In the clean and jerk, the barbell is lifted overhead in two continuous motions — the clean, which brings the bar to the shoulders, and the jerk, in which the athlete raises the bar overhead. Robles won the clean and jerk by lifting 158 kilograms. Egyptian Shaimaa Ahmed Khalaf Haridy won the
silver medal, lifting 153 kilograms. Duangaksorn Chaidee of Thailand won the bronze medal, lifting 152 kilograms, one kilogram more than Hubbard, who finished fourth.

The best total in each successful lift is combined for the overall total. Medals are awarded in the snatch, clean and jerk and total. Robles’ combined lifts of 284 kilograms brought her the gold in total weight. Hubbard was second with 275 kilograms and Haridy third with 268, one more than Duangaksorn.

“I felt really strong and I was so happy to do this in front of my mom, my teammates and my country,” Robles said after the competition at the Anaheim Convention Center.

Robles competes despite Madelung’s deformity, a congenital impairment of a forearm that causes her pain when she lifts or does everyday motions.

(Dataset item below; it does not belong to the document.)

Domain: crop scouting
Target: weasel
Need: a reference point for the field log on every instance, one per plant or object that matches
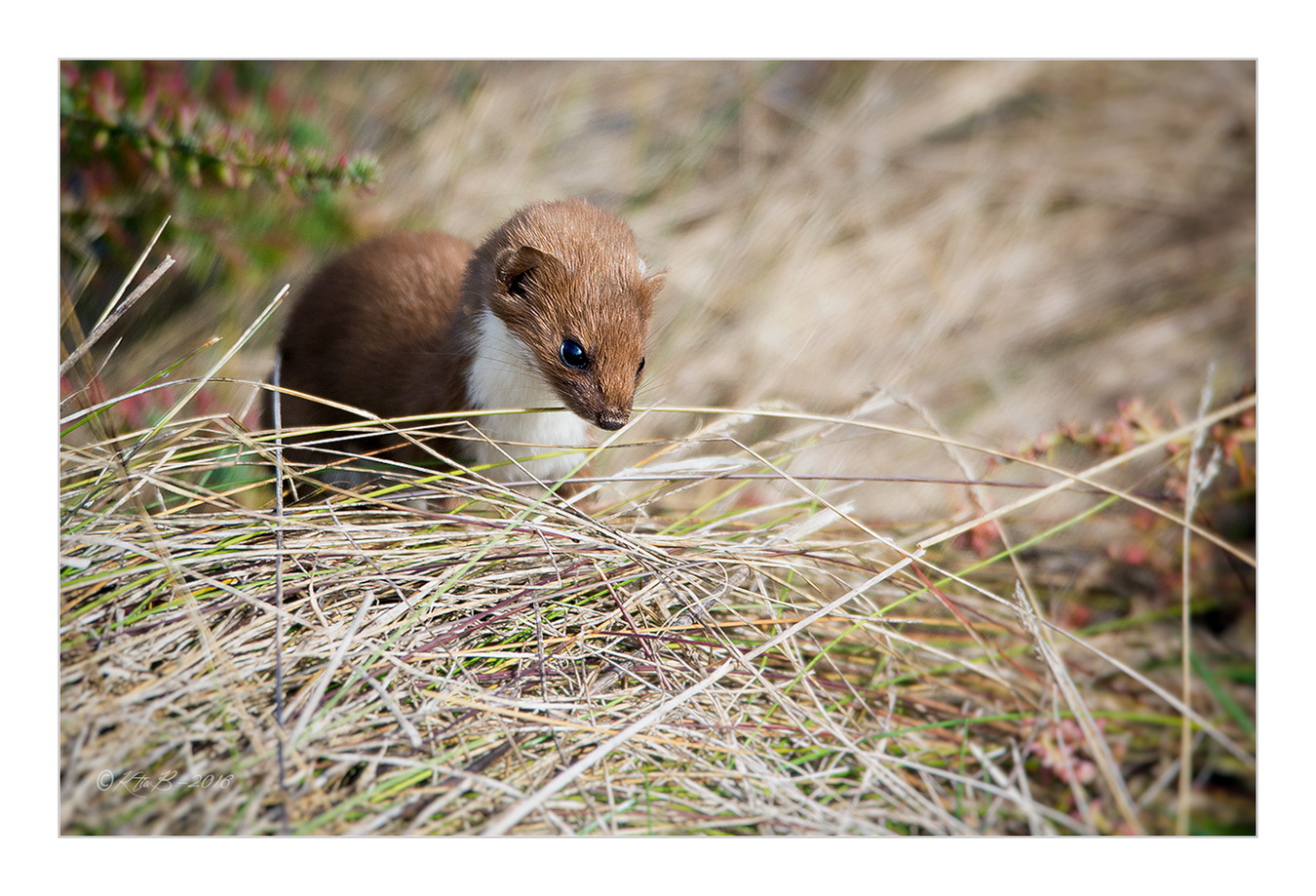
(550, 311)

She began weightlifting at San Jacinto High School when her track and field coach Rich McClure had her use Olympic lifts to improve her performance in the shot put and discus throw. Robles competed in some local weightlifting meets in 2004 and 2005 “and I fell in love with it,” she said.

Robles received athletic scholarships at Arizona State to compete in track and field, but changed those plans after her first season in 2008, when she met weightlifting coach Joe Micela and decided to shift her focus.

The last time an American woman won a world championship was in 1994, when Robin (Byrd) Goad won the women’s 50-kilogram class. The world championships are held annually except in Olympic years.

Robles, who now lives in Houston, became the first American woman to win an Olympic medal in weightlifting since 2000 when she won a bronze medal in the women’s over-75-kilogram class in the 2016 Rio de Janeiro Games.

She is also just the fourth U.S. woman in history to win a world title and the first to do so since women’s weightlifting was added to the Olympics in 2000.